Auch der Umbau des zum Haus gehörenden Gartens lässt das Finanzgericht nicht als außergewöhnliche Belastung durchgehen (BFH-Urteil vom 26.10.2022, VI R 25/20). Die Absetzbarkeit außergewöhnlicher Belastungen diene dem Ziel, “zwangsläufige Mehraufwendungen für den existenznotwendigen Grundbedarf zu berücksichtigen”, begründeten die Richterinnen und Richter. Und das sei bei einem Garten nicht der Fall – er sei keine existenziell notwendige Aufwendung.
Behindertengerechter Umbau am Haus
Menschen mit Behinderung benötigen oft eine barrierefreie Wohnung. Doch die wenigsten Wohnungen oder Häuser sind bereits behindertengerecht, dementsprechend stehen kleinere oder größere Umbaumaßnahmen an. Die Kosten dafür sind in der Regel als außergewöhnliche Belastung absetzbar.
Erstritten hat dieses Recht ein Mann, der 1999 nach einem Schlaganfall stark gehbehindert war. Statt in ein Pflegeheim zu ziehen, wollte er zusammen mit seiner Frau im eigenen Haus bleiben. Dazu ließen die beiden ihr Einfamilienhaus umbauen: Eine Rollstuhlrampe, ein behindertengerechtes Bad und die Umwandlung des Arbeitszimmers in ein Schlafzimmer – Kostenpunkt damals um die 140.000 D-Mark, also etwa 70.000 Euro.

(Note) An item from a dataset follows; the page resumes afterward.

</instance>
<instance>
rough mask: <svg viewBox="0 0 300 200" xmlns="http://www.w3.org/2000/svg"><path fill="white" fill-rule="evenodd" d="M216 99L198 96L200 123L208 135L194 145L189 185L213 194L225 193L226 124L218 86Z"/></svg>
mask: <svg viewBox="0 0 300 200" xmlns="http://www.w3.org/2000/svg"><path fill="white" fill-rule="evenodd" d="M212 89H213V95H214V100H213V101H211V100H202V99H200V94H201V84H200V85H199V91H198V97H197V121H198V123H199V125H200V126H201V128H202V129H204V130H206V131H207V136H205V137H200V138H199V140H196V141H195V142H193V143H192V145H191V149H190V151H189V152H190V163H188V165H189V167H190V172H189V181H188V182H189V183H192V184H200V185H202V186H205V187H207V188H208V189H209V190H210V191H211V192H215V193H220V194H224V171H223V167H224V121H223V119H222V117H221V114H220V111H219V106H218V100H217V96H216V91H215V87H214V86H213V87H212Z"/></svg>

Weil die Krankenkasse keinen Euro davon bezahlte, gab das Ehepaar die Summe in seiner Steuererklärung als außergewöhnliche Belastung an. Doch das zuständige Finanzamt lehnte ab. Begründung: Laut Gesetz sei die Absetzbarkeit solcher Kosten ausgeschlossen, wenn der Steuerpflichtige durch seine Ausgaben einen "Gegenwert" erhalte.
Doch ein körperlich schwer Beeinträchtigter lässt sein Haus nicht aus Lust am Luxus behindertengerecht umbauen, wie der BFH 2009 entschied (Urteil vom 22.09.2009, VI R 7/09). Der erlangte Gegenwert trete im konkreten Fall in den Hintergrund, so die Richter/innen.
Anschaffungskosten für ein größeres Grundstück
Im Gegensatz dazu steht ein weiteres Urteil des BFH in Sachen Grundstückkauf: Die Anschaffungskosten für ein größeres Grundstück entstehen nicht zwangsläufig, weil ein Mensch krank oder behindert ist. Die Wohnungsgröße sei vielmehr frei gewählt. Daher könne der Kläger die Kosten für ein gröeres Grundstück nicht als außergewöhnliche Belastung absetzen (Urteil vom 17.07.2014, VI R 42/13).